The primary rationale for the legislation was not to extend educational access or affordability. Rather, it was a labor market strategy designed to reduce the tidal wave of veterans seeking jobs and avoid the high unemployment rates that followed World War I. The extraordinary success of this program not only avoided unemployment, but catapulted millions into the middle class and helped create the most sophisticated workforce the world had, to that point, ever seen.

Today, as a component of the nation’s stimulus package, we need an updated version of the G.I. Bill.

Unlike the original bill, which rewarded service, this new bill would be a rescue measure.

As in the past, a primary goal would be to decrease pressure on what today is a shrinking job market and limit growing unemployment rates. But another equally important goal would be to prepare the more educated labor force the nation needs for economic development and global competitiveness at a time when a dwindling number of jobs are available to individuals without a college education and its associated skills.

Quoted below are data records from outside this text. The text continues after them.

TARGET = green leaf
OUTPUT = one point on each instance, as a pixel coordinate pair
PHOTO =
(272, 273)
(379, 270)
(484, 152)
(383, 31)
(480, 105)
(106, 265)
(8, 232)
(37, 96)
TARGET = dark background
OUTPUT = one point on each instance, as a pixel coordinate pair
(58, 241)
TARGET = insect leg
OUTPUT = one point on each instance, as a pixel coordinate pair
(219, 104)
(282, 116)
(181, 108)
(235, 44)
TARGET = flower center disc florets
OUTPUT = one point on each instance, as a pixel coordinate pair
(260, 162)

The stimulus G.I. Bill would seek to assure both college access and affordability. It would focus on two populations -- low-income Americans who attend college at dramatically lower rates than their fellow citizens and middle- and upper-middle-class populations for whom the cost of college is growing far faster than their paychecks. Support would be means-tested -- graduated based upon need. Higher education would be free for families with incomes below $100,000

The new G.I. Bill would be extended to all Americans who have earned a high school diploma or G.E.D. The scholarship would cover the costs of tuition, fees, books and living expenses for up to four years of full-time college attendance, as a last-dollar scholarship. That is, a student would have to apply for and use all other forms of financial aid available to them first -- family, government, private, institutional and personal -- and the scholarship would provide the last dollars needed to fill any gaps.

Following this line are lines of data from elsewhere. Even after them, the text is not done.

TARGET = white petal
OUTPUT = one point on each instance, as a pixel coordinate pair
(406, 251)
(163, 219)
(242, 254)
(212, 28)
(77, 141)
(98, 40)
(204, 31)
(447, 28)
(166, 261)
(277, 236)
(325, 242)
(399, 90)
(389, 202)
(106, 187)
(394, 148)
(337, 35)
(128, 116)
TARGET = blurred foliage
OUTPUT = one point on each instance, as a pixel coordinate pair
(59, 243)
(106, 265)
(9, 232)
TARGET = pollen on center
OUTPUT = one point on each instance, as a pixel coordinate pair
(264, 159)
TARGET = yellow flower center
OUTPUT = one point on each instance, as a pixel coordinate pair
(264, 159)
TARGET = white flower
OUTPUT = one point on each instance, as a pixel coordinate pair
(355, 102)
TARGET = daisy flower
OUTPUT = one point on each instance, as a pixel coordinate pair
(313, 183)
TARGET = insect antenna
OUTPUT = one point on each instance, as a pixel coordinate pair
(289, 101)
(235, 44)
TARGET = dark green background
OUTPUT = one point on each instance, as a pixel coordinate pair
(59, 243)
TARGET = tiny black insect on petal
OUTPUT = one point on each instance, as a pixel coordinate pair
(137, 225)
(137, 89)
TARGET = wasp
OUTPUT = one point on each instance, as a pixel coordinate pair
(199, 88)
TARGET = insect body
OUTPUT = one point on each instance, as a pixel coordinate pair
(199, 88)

College tuition and expenses would be set at the local cost of attending a public community college for the first two years and a public four-year college for the final two years. Living stipends would be set at the equivalent of a full-time minimum wage job, adjusted to local costs of living and a student’s number of dependents.

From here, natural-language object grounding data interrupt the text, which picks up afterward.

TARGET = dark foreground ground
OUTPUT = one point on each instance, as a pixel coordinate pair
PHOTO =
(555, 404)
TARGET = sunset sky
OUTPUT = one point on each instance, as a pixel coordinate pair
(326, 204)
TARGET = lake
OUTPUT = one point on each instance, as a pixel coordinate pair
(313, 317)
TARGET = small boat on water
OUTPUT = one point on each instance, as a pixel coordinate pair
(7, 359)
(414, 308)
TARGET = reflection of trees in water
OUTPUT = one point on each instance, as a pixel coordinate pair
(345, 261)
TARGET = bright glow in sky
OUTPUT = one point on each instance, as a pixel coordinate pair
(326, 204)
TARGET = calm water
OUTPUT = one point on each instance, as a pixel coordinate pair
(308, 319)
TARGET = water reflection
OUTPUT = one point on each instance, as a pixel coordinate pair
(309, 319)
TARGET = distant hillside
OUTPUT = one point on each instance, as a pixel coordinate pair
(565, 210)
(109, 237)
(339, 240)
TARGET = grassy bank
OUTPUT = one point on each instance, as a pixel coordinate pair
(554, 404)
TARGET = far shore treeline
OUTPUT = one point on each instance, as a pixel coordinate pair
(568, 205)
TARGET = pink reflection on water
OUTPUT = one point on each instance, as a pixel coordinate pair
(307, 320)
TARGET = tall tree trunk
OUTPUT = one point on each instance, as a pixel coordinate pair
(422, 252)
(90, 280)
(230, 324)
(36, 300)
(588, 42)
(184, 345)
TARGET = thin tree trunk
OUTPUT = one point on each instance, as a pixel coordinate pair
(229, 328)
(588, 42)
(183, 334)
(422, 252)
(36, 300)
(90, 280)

Much like programs that bail out corporations, the scholarship would give the government an equity stake in the student’s future. In exchange for government support, recipients would provide the government a tax supplement, perhaps an additional one or two percent of their yearly income, annually for life.

The government would receive short-term savings in unemployment benefits and the cost of other social programs -- prisons, welfare, health care -- which typically rise during hard times. In the longer run, government would benefit from the higher salaries and taxes that college-educated people pay, as well as the additional equity share in taxes that recipients of this funding would be required to pay.

Over the past few years, many proposals have been made to increase college access and affordability. Most involve increasing Pell Grant support or making more loan money available. This proposal is not remarkably different. What is distinctive in the idea would be its timing, the statement it makes about supporting people as part of a bailout, its historic roots, its bundling of existing financial aid programs, and its potential to generate additional revenues.

The original G.I. Bill, and its reauthorizations, built the modern American middle class. A new civilian G.I. Bill would preserve that middle class, providing a wise investment in the most precious resource America has -- its human capital. It is difficult to imagine a better or more greatly needed economic stimulus.